After Chris Weitz finished directing Twilight: New Moon, he could've chosen to make any film he wanted. But instead of some megabudget sci-fi fantasy based on the cartoon he loved as a child, Weitz used his cache to make a movie honoring his Mexican roots from a screenplay that had been languishing for 25 years. That movie is A Better Life, which puts a human face on the millions of illegal immigrants -- who we rely on every day to feed us, build and maintain our homes, and take care of our children -- by telling the story of an undocumented gardener (Mexican star Demian Bichir) and the lengths he'll go to in order to provide a future for his American-born teenage son. Watch the trailer for A Better Life below.

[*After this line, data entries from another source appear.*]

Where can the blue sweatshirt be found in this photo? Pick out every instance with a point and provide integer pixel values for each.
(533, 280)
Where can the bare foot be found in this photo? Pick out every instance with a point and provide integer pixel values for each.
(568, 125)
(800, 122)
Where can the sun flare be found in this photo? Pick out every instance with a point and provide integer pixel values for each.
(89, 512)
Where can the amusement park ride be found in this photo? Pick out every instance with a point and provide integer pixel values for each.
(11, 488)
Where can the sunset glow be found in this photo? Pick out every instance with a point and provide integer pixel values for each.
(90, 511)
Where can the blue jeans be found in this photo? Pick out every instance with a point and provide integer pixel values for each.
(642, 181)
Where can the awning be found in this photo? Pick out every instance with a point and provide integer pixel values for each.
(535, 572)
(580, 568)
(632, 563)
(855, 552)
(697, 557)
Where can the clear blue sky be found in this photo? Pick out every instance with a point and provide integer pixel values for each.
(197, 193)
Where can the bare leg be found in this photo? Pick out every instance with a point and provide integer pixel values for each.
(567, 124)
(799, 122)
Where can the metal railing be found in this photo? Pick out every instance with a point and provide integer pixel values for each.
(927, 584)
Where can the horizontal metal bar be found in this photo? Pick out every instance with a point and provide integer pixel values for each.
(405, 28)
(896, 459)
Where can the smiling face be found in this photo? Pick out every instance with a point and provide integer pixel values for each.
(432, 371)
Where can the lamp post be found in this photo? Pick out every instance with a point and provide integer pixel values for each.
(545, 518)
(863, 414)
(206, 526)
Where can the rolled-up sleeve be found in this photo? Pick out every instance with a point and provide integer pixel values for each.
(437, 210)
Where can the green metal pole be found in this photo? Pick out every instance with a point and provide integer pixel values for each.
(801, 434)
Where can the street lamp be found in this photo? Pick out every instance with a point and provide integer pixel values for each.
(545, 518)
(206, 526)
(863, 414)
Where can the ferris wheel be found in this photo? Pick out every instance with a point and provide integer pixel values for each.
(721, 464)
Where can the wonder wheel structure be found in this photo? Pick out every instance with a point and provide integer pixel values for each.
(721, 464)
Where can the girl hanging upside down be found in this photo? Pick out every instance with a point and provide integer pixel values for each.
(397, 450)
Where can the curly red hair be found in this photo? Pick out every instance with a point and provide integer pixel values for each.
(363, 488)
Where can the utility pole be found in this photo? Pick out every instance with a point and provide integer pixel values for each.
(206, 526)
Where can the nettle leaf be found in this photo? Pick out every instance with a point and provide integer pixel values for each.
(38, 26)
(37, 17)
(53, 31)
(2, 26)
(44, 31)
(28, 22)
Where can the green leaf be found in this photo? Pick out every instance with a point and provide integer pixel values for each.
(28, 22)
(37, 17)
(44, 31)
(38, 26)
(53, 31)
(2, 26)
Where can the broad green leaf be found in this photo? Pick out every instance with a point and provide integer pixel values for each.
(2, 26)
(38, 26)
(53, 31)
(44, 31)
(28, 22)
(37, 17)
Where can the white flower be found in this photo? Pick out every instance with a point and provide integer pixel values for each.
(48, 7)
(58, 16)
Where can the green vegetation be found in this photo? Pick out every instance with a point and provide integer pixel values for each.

Bichir plays Carlos, who has been living illegally in Los Angeles for years. He works tirelessly as a gardener, maintaining the yards of LA's wealthy, until he returns to his small house to sleep on the couch in his clothes, allowing his son, Luis (newcomer José Julian), to use the house's only bedroom.
Luis, who looks down on his father and has been growing apart from him for years, has been slacking at school and is increasingly feeling the pull of LA's Latino gangs, especially from his best friend (Bobby Soto) and Luis' girlfriend (Chelsea Rendon), whose family is largely made up of gang members. But when Carlos' boss offers to sell Carlos his pickup truck and gardening equipment, Carlos sees an opportunity to own his own business and make enough money to move to a neighborhood with a better school for his son.
But soon after Carlos buys the truck with the help of a big loan from his sister, it gets stolen, leading to what sometimes feels like a detective or crime thriller playing out in tense slow motion as Carlos and Luis traverse the Mexican neighborhoods of Los Angeles by bus to track down the truck. While the objectives in crime thrillers are often suitcases full of cash, car trunks full of drugs, or a murderer on the loose, the stakes in A Better Life feel like they couldn't be higher, with the stolen truck representing Carlos' last chance to save his son from jail or an early death by a gang banger's bullet, where the most minor brush with the law could cause Carlos to be deported back to Mexico and separated from Luis.
Because at it's heart, A Better Life is the story of a father's love for his son, which shines through every moment of Bichir's powerful yet subtle performance, as Carlos and Luis' quest to find the truck gives them a chance to spend the kind of time together that Carlos' long hours haven't allowed. In the process, Luis learns valuable lessons about his roots, as well as what it means to be a father and how to treat people with respect. Filmed at over 70 locations across Los Angeles, A Better Life also provides a glimpse into the lives of Mexican Americans and illegal immigrants, including a Mexican rodeo, an apartment converted to a makeshift dorm for undocumented workers, and a home where gang members are raising their families.
At a time when Republicans are attempting to demonize and scapegoat illegal immigrants for America's problems, A Better Life reveals the truth that so many immigrants and their descendants, including myself, already know -- that immigrants, legal or not, are perhaps the purest reflection of the American dream, which isn't to become a millionaire, but to improve the lives of their families through hard work. A Better Life is a moving, beautiful film that I've thought of often since seeing it, and it should be seen by anyone who loves movies. But it should be required viewing for Republicans, who should be asked if they would act differently from Carlos, in a country where they had illegally immigrated, if the future of their children was at stake.
A Better Life is rated PG-13 and opens today in New York and LA. So if you live in those cities, please see A Better Life opening weekend to help it get the wider distribution it deserves.